Severity: Critical Alert
Entry/Exit: Authorities in Bahrain ease some COVID-19 restrictions from May 7; employees and customers required to wear face masks.
This alert affects Bahrain
This alert began 06 May 2020 20:42 GMT and is scheduled to expire 05 Jun 2020 23:59 GMT.
- Incident: Restrictions
- Location(s): Nationwide (map)
- Time Frame: Indefinite
- Impact: Travel and business disruptions
On May 6, authorities in Bahrain announced that they would ease restrictions related to coronavirus disease (COVID-19) beginning May 7. Shops and industrial enterprises can reopen but employees and customers are required to wear face masks and observe the country's social distancing guidelines. Movie theaters, sports centers, and salons will remain closed until further notice. Restaurants will remain restricted to food delivery and takeaway only.
Authorities previously permitted certain nonessential commercial operations, including retail stores in Seef Mall's branches in Isa Town, Muhharaq city, and Seef district, to resume from April 9. Nonessential commercial retail stores, including those within Seef Mall's branches, will operate 1200-2000 during the week. Grocery stores, medical facilities, banks, and other essential businesses continue to be open 1000-2200 weekdays and 1000-2300 on weekends.
Other measures taken by the government of Bahrain include:
- Bahrain's flag carrier - Gulf Air (GF) - announced April 4 that transit through Bahrain International Airport (BAH) is now permitted for international travelers. Full entry into Bahrain remains restricted to Bahraini citizens and residents only.
- Bahraini authorities introduced legislation April 7, making the wearing of face masks while out in public compulsory until further notice.
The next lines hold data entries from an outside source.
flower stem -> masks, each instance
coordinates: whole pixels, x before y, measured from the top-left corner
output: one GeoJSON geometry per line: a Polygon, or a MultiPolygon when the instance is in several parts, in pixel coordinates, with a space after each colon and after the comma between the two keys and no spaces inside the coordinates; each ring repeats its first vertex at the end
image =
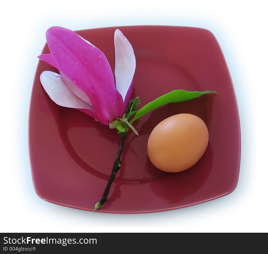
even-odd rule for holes
{"type": "Polygon", "coordinates": [[[107,200],[107,196],[109,194],[110,188],[111,188],[111,185],[112,185],[114,179],[115,179],[117,172],[122,166],[122,161],[120,159],[120,157],[124,149],[124,141],[127,136],[126,130],[122,125],[118,126],[116,127],[116,129],[118,130],[119,134],[119,148],[118,148],[117,153],[115,156],[115,159],[114,163],[114,166],[113,167],[111,175],[110,176],[106,187],[104,190],[103,195],[100,201],[96,203],[95,205],[94,211],[97,210],[101,207],[103,204],[106,202],[107,200]],[[120,126],[122,127],[122,128],[121,128],[120,126]]]}

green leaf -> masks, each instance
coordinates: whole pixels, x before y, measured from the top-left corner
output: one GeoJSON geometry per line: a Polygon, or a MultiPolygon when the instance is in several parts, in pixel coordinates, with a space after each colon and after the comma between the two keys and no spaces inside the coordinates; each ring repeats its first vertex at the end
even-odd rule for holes
{"type": "Polygon", "coordinates": [[[126,110],[125,112],[126,118],[128,119],[134,113],[132,112],[135,112],[140,102],[139,101],[139,97],[136,97],[132,100],[130,100],[127,107],[126,110]]]}
{"type": "Polygon", "coordinates": [[[132,124],[134,121],[145,114],[163,105],[171,103],[181,102],[189,100],[199,97],[202,94],[211,93],[215,93],[217,94],[217,92],[213,91],[199,92],[198,91],[185,91],[184,90],[174,90],[158,97],[143,107],[137,112],[135,117],[130,121],[130,123],[132,124]]]}

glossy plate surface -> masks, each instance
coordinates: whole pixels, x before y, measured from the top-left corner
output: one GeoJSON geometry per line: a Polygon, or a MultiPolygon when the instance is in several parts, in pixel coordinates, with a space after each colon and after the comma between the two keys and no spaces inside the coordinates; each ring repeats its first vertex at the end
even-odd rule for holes
{"type": "MultiPolygon", "coordinates": [[[[218,94],[170,104],[136,121],[139,136],[129,132],[122,157],[123,166],[109,200],[98,211],[166,211],[231,192],[239,174],[239,117],[230,74],[214,36],[205,29],[179,26],[122,26],[77,31],[103,51],[113,70],[116,28],[134,49],[137,67],[132,97],[139,96],[141,106],[175,89],[212,90],[218,94]],[[209,130],[208,146],[191,168],[166,173],[150,161],[147,141],[159,123],[183,113],[196,115],[205,121],[209,130]]],[[[46,45],[42,53],[48,53],[46,45]]],[[[34,188],[46,201],[92,211],[111,174],[118,136],[114,130],[88,116],[53,102],[40,82],[40,74],[45,70],[56,71],[39,61],[30,107],[29,147],[34,188]]]]}

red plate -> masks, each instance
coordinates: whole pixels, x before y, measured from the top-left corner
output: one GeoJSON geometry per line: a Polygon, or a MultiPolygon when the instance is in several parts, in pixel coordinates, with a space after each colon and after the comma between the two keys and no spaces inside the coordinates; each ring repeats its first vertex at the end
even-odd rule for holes
{"type": "MultiPolygon", "coordinates": [[[[102,50],[114,69],[116,27],[77,33],[102,50]]],[[[139,136],[129,132],[123,166],[108,200],[98,212],[135,213],[196,205],[231,192],[237,184],[241,154],[237,105],[228,67],[214,36],[205,29],[180,26],[119,28],[136,58],[132,97],[143,106],[175,89],[212,90],[195,100],[168,104],[135,123],[139,136]],[[185,171],[166,173],[152,165],[147,142],[160,121],[180,113],[201,118],[209,129],[207,148],[185,171]]],[[[46,45],[42,53],[49,52],[46,45]]],[[[29,119],[29,147],[34,188],[41,198],[92,211],[101,197],[117,151],[114,130],[77,110],[58,106],[47,94],[39,75],[56,70],[39,61],[34,83],[29,119]]]]}

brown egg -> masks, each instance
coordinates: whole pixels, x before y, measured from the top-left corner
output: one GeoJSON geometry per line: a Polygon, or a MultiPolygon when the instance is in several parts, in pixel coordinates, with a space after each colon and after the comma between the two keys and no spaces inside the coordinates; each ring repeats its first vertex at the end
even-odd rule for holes
{"type": "Polygon", "coordinates": [[[166,172],[178,172],[190,168],[203,155],[208,142],[206,124],[196,116],[179,114],[157,125],[147,146],[152,163],[166,172]]]}

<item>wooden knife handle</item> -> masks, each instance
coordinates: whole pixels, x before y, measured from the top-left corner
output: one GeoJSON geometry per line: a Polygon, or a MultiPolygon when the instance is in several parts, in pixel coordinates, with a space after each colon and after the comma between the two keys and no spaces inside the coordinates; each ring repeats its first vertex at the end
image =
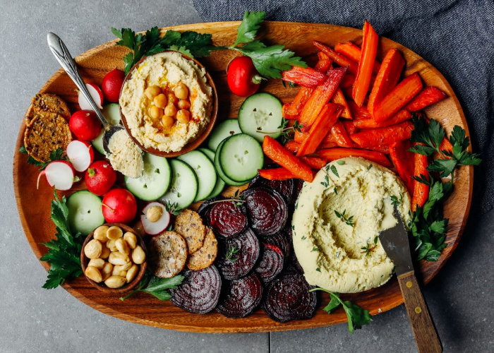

- Visas will be suspended on arrival for foreigners until further notice from March 18. Electronic visa services and other types of visas will still be open to the public, and visas issued by authorities before the COVID-19-associated restrictions were put in place will still be valid. From March 18, all nondiplomatic passengers to the country must obtain an e-visa before their departure. The Civil Aviation Affairs (CAA) also announced a reduction in the number of incoming flights to the Kingdom from March 18 until further.
- Gulf Air is to operate just 13 of its 49 destinations on reduced service, including Abu Dhabi, Dubai, London, Paris, Frankfurt, and Mumbai.
- Flights to and from Saudi Arabia, Iraq, Lebanon, Kuwait, Jordan, and Morocco remain suspended until further notice.
- The King Fahd Causeway, linking Bahrain and Saudi Arabia, remains closed until further notice;
- All individuals arriving in-country from other destinations will be subject to medical examinations recommended by the WHO and will be required to self-isolate for 14 days from the date of their arrival.
- Gatherings of more than 20 people are prohibited. All public and private schools, universities, and nurseries remain closed until further notice.
Background and Analysis
Bahrain's travel restrictions and preventive measures are similar to actions other governments are taking globally in response to the spread of COVID-19. COVID-19 is a viral respiratory disease caused by infection with the SARS-CoV-2 virus (previously known as 2019-nCoV). Symptoms occur 1-14 days following exposure (average of 3-7 days). These symptoms include fever, fatigue, cough, difficulty breathing, sometimes worsening to pneumonia and kidney failure - especially in those with underlying medical conditions. On March 11, the WHO declared the ongoing COVID-19 outbreak a pandemic.
Individuals affected by the restrictions should consider postponing planned travel. Follow all official instructions. Abide by national health and safety measures. Reconfirm all travel arrangements. Consider delaying traveling if experiencing symptoms associated with COVID-19, as they may prompt increased scrutiny and delays. Liaise with trusted contacts for further updates and guidance. Maintain contact with your diplomatic representation. Ensure contingency plans account for further disruptive measures or extensions of current restrictions. Reconsider and reconfirm nonemergency health appointments. Plan for queues and delays at available shopping centers.
Emphasize basic health precautions, especially frequent handwashing with soap and water, or an alcohol-based hand sanitizer if soap and water are unavailable. Practice good coughing/sneezing etiquette (i.e., covering coughs and sneezes with a disposable tissue, maintaining distance from others, and washing hands). There is no evidence that the influenza vaccine, antibiotics, or antiviral medications will prevent this disease, highlighting the importance of diligent basic health precautions.